作者のカルロ・ゼンさんはターニャについて「シカゴ学派を人間に適用したら、という思考実験の結果生まれた」と語っているほどですから、究極的ですね。
ターニャが見るのは基本的に「数字で見える結果」だけです。人間の心理状態なども考慮には入れますが、それすらも自分の中で数値化して利益を計っているように見えます。
何せ、部下の兵士たちでさえ「目的達成のための人的資源」として数えているというね……資源を大切に、の精神の結果として部下を救ったり気遣ったりします。
一方のメアリーは、劇場版を見ても分かるように猪突猛進型と言っていいくらい感情一直線。
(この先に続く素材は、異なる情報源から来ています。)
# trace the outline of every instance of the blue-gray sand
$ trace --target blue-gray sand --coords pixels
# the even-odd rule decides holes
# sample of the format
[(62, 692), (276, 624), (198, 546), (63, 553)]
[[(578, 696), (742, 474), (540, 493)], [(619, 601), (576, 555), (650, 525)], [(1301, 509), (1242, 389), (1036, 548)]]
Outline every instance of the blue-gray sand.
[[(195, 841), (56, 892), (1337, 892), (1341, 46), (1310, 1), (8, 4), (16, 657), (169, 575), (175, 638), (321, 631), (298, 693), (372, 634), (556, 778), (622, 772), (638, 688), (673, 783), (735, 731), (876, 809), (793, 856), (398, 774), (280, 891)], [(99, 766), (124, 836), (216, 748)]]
基本的に実利を見て動く軍隊の中にいながら、あの行動原理はあり得ません。上官の命令を無視して一人で突っ込むとかどうかしてるぜ。
魔導師としての能力はともかく、精神的には全くと言っていいほど大人レベルに達していないんでしょうね。かんしゃくを起こす子どもと一緒。
「復讐」という目的にとらわれ過ぎて、自分の行動から生まれる利益と損失を一ミリたりとも計算していないんでしょうね。まあ彼女の場合は復讐の達成が究極の利益で、他の損失は全て微々たるものと見ているとも言えるのかもしれませんが。
少なくともメアリーは「数字に置き換えられる利益」なんてまったく考慮していません。「復讐してすっきりする」という感情的な満足感が全て。
3.ターニャは現実主義 メアリーは理想主義
前述のように、ターニャは行動原理に「実利」があります。そもそも彼女は世界そのものを利益を基準に見ています。戦争自体も「最も愚かな資源の浪費」として侮蔑していて、その考え方の裏返しとはいえ彼女は心から平和を望んでいます。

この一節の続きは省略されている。